Birkaç gün önce baba acısıyla sarsılan Ebru Şallı sosyal medyada gelen eleştirilere cevap verdi…
Ebru Şallı, bir magazin programına telefonla bağlandı. Geçtiğimiz günlerde babasını kaybeden Şallı, eleştirilere yanıt verdi.
Hakkında çıkan haberlere isyan eden Ebru Şallı, "İster cilt bakımı yaptırırım, istersem evde oturup ağlarım. Bunun hesabını kimseye vermem." dedi.
"Vefat haberini Amerika'da aldım. Hiç uyumadan Bodrum'a gittim." diyen Şallı, çok konuşulan reklam paylaşımının da nasıl gerçekleştiğini anlattı:
Acı haberi Amerika'da aldım. Alır almaz da hızlı bir şekilde Bodrum'a geldim. Kendimizde değiliz… Kimin kafası yerinde olabilir, babanı kaybetmişsin? Anlaşma yaptığımız marka kurumsal, arayıp; 'onu koyun, bunu koyun' demedik.
Ne telefona bakabildim ne de kimseyle konuşabildim. Beni arayanlara bir gün sonra döndüm. Herhangi bir telefon görüşmesi yapabilecek durumda değildim.
Bu marka paylaşımı yapınca otomatik olarak Ebru Şallı hesabına da düşüyor, bu profesyonellere bıraktığımız bir iş. Onlar yönetiyorlar hesaplarımızı... Benim elimi yüzümü gördüklerinizi ben koyuyorum ama marka içerin paylaşımları profesyoneller yapıyor.

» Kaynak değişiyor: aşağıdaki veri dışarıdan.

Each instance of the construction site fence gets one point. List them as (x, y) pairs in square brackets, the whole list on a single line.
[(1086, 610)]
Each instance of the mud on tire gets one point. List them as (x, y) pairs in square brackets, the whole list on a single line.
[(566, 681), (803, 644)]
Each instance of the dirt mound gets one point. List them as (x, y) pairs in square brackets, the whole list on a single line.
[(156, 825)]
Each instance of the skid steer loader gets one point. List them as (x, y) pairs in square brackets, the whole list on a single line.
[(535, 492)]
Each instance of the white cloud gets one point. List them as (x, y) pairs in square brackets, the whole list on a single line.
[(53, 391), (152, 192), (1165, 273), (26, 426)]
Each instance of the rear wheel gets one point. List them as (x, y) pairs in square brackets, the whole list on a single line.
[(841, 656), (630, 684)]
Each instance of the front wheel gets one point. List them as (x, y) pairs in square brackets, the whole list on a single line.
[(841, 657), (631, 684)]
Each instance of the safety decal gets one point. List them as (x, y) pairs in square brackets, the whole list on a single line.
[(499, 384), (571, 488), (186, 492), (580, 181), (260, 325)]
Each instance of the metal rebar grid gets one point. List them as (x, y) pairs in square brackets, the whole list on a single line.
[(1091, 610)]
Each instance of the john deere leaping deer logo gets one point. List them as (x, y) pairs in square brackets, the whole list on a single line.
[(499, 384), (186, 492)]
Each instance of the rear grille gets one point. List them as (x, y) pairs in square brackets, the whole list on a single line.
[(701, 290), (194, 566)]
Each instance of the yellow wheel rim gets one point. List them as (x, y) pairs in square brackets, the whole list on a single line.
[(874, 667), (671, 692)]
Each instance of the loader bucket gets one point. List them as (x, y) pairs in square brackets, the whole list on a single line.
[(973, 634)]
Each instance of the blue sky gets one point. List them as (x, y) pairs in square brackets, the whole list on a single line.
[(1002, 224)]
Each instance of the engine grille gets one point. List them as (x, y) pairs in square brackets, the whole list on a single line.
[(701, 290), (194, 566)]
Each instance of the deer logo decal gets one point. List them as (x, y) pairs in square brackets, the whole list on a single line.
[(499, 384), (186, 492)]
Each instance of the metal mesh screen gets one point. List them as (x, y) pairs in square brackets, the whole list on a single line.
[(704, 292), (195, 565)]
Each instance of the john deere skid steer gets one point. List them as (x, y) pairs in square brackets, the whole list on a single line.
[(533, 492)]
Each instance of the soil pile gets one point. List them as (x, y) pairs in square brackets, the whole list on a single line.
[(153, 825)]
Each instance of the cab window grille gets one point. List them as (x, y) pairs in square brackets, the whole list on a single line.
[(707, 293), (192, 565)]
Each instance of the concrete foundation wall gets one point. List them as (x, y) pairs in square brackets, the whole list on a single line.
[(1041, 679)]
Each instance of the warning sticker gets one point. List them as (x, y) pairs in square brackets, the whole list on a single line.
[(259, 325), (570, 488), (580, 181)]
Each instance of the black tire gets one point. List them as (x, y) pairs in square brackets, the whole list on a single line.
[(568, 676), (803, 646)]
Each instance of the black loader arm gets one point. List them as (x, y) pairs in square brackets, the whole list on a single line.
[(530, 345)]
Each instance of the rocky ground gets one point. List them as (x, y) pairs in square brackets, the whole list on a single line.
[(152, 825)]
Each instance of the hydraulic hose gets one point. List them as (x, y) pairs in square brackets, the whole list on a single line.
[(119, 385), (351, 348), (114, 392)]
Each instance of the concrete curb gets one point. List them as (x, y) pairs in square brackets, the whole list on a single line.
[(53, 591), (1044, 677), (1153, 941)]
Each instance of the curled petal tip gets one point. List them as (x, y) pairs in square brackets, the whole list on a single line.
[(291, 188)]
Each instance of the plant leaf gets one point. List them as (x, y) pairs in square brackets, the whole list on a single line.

Ne ara bu kadar kötü oldu insanlar, bir insan evladı babasını kaybediyor altında kötülük arıyorlar. Ne ara bu kadar kötü olduk? Önce baş sağlığı dilemeyi öğrenelim. Ondan sonra eleştirelim, herkesin ailesi var. Hiç kimse ne oldum demesin ne olacağım desin! Biraz iyi olalım. Babamın hastalığı üç dört yıldır vardı. Hiçbir zaman çok kötü olmadı. Zaten yenmişti hastalığı.
Pars'tan sonra üzüntü yaşadı, yan hastalıkları da vardı... Ben şunun şımarıklığını yapamam ben bu dünyada tek evladını kaybeden anne değilim. Bunu herkes, her anne yaşıyor.
Ben tanınan bir insanım iyi örnek olacağm ki onlar da hayata dönsünler; işlerine güçlerine, diğer çocuklarıyla, aileleriyle bir arada olsunlar.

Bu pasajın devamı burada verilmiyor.